“I suppose it is, after you been doin’ it a few thousand times; easy as fryin’ flapjacks.”

“How long have you been cooking with steam kettles?” asked Johnny.

“Only five or six years. But I’ve been cookin’ all my life. I was cook for a surveying outfit when the Union Pacific was built. Boy! Those were the days of real sport. Used to run out of fuel and everything.”

A humorous twinkle lurked about the man’s eyes, as he lighted his pipe and sat down on an upturned bucket.

“I mind one time,” he mused, “when we was plumb out of wood, and nothin’ but grass; prairie all ’round us. Just enough fire to make coffee; not enough to fry flapjacks, and the nearest supply station thirty miles away.”

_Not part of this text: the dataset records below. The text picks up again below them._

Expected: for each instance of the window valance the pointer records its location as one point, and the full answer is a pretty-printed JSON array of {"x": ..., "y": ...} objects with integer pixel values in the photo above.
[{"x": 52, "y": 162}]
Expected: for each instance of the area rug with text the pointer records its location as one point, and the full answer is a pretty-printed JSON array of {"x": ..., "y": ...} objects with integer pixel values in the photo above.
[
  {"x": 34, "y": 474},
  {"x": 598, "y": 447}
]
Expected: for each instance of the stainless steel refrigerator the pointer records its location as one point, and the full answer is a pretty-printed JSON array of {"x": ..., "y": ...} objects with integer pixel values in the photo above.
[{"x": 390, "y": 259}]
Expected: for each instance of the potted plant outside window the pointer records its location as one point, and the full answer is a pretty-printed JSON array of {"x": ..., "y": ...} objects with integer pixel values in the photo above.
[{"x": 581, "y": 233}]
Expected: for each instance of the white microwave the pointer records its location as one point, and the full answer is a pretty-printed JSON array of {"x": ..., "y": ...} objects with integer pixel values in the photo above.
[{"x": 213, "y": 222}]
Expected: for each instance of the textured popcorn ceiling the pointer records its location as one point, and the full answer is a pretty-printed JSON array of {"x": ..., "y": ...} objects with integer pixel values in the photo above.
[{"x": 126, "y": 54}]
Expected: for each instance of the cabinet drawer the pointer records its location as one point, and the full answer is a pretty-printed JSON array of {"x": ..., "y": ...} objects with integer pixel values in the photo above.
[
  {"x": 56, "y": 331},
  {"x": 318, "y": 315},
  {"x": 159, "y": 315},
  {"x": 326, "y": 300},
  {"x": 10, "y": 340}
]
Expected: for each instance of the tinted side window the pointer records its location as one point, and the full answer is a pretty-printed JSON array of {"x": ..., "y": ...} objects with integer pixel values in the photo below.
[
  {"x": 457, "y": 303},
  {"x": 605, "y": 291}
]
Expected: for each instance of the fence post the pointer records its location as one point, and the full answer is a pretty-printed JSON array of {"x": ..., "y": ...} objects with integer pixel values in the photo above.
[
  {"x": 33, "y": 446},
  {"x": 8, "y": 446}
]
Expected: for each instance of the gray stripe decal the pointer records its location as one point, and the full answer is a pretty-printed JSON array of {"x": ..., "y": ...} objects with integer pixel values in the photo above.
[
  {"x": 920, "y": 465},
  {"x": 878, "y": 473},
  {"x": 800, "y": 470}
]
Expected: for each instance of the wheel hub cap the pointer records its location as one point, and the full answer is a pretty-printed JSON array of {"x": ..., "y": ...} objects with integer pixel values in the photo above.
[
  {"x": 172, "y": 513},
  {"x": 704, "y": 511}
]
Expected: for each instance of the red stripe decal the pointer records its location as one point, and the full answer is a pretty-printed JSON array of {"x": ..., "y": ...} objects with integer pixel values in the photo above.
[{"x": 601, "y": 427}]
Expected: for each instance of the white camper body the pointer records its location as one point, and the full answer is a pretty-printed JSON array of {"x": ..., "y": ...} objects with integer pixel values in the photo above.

“What did you do?” asked Johnny.

“Well, sir,” the cook removed his pipe and spat on the ground, “I said, ‘Boys, there’ll be flapjacks for breakfast just the same.’ I mixed ’em up as usual in a big tin bucket. I gave the bucket to one of the boys, and a hunk of bacon rind to another, and told ’em all to follow me. I struck a match and set the prairie grass on fire; then I held my fryin’ pan over it until it was hot. I baked the first flapjack and tossed it out of the pan over my shoulder. Some fellow caught and ate it. I did another and another the same way, and kept that up until every fellow in the bunch was satisfied.”

Johnny smiled. The cook smiled, spat on the ground, then concluded his story. “When we got through breakfast we were ten miles from camp. Prairie fire travels. So did we.”

Johnny laughed; then he thought and laughed again. After a time he rose and went on his way.

“That’s another fellow,” he told himself, “that I’d never suspect of being a crook, but what’s that about people who ‘smile and smile and are a villain still’? A fellow has to watch out.”